Which arm, thought Bruce, would let him down first? He decided it would be his left; they could make the jump together.

When she realized he was not going to be able to hold her, the flight attendant lessened her grip and invited him with her eyes to let go. Bruce held on to her even more tightly. Seeing his determination to save her or die trying the flight attendant reached to her waist with her free hand, flicked her belt buckle and let the jump seat fly out of the hole. Stripped of the weight of her seat she felt the strain on his grip lessen.

Twenty lifelong seconds later the aircraft had dropped to ten thousand feet, cabin pressure had been equalized, and it looked like they were going to make it.

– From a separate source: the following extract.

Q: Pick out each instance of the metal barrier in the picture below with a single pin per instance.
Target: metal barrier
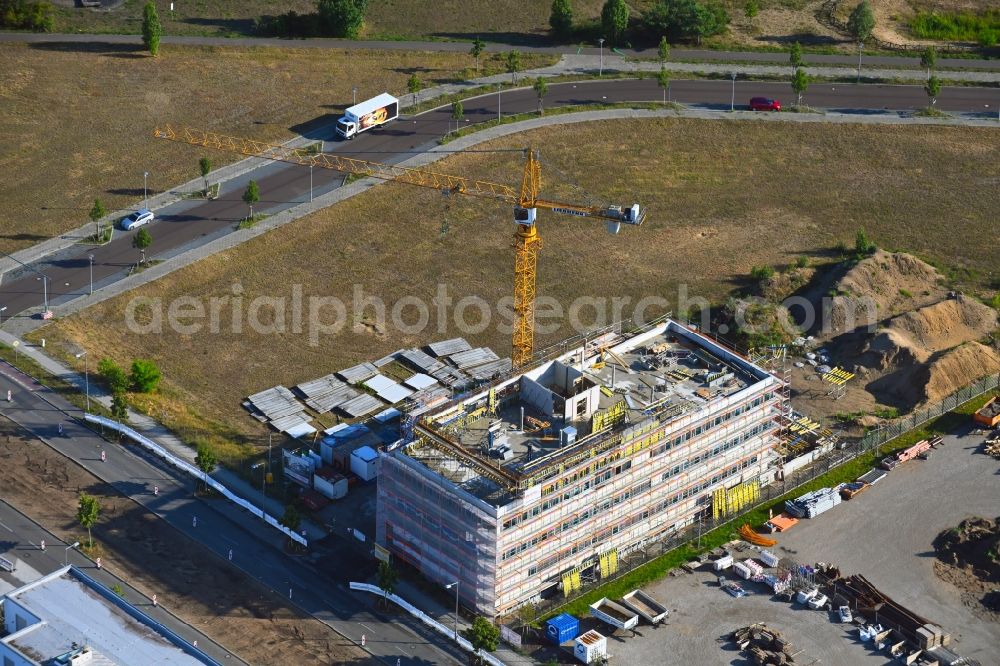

The battered aircraft stretched out its wheeled talons and grabbed the tarmac as every passenger on board bar one cheered and cried in relief and wonder that they were still alive.

Bruce stepped onto the emergency ramp, following the instructions of the woman whose life he had just saved, and bounced out of the aircraft into a light rain. He joined emergency workers and sirens on the dark tarmac as passengers hugged each other and cried.

"Man," a younger passenger enthused. "I saw what you did, the most amazing thing, she was a goner. You were fantastic, so brave, how did you do that?"

But amid all the joy, tears, hugging and slaps on the back, Bruce saw his life once again stretching out in front of him and all he could feel was disappointment.